St Mary’s Church, East Leake

In June 2022, Triskele Heritage were invited to make a historic building assessment of St Mary’s parish church in East Leake, Nottinghamshire. Initially, the purpose of the project was to assist with the production of a book chapter on the church in the fourteenth century, written by a member of the local history society. A commission then followed to write up a survey of the building as a piece of pure research. Triskele Heritage would like to thank Keith Hodgkinson and Pam Webb-Ingall.

A summary of the project findings is included here and below is an upload of the final report…
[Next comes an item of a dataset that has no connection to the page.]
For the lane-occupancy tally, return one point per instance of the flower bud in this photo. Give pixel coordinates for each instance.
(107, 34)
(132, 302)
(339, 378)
St Mary’s parish church is located on the west side of Main Street, East Leake, Nottinghamshire. The National Grid Reference for the site is SK 55176 26211. Triskele Heritage were commissioned to make a historic building assessment of the property for research purposes only. The fieldwork took place in June 2022.

The earliest part of the church is a stretch of Anglo-Norman herringbone masonry in the eastern part of the north nave wall. This was extended to the west and south during the early twelfth century – a blocked doorway, two windows and a blocked round-headed opening in the west elevation of the nave probably date from this period. The church was remodelled during the early thirteenth century in the Early English style to incorporate the nave arcade, with nailhead decoration, chancel, and tower. An Early English south aisle is inferred by the presence of the arcade, but only the re-sited south door remains from this phase. In the fourteenth century the chancel was extended, and a reticulated east window was inserted, with the Early English lancets of the south elevation being blocked. The east end of the aisle was extended to the south to incorporate what may have been a chapel dedicated to St Mary, which features figure sculpture and rosette motifs in the Curvilinear Decorated style east window. The west end of the south aisle was rebuilt inline with the chapel subsequently and a new roof was constructed. In the late fifteenth or early sixteenth century the nave was heightened to include a clerestory and low-pitched timber-framed roof. At the same time battlements were inserted above the nave and tower, and a stone spire was added to the latter.

During the post-mediaeval period the north doorway was blocked, a new window was added to the south aisle, and the roofs of the nave and aisle were repaired. In 1886 the chancel was dismantled and sensitively rebuilt under the architect William Stanley Weatherley. The twentieth century has witnessed the extension, to the east, of an earlier nineteenth century vestry to the north of the chancel.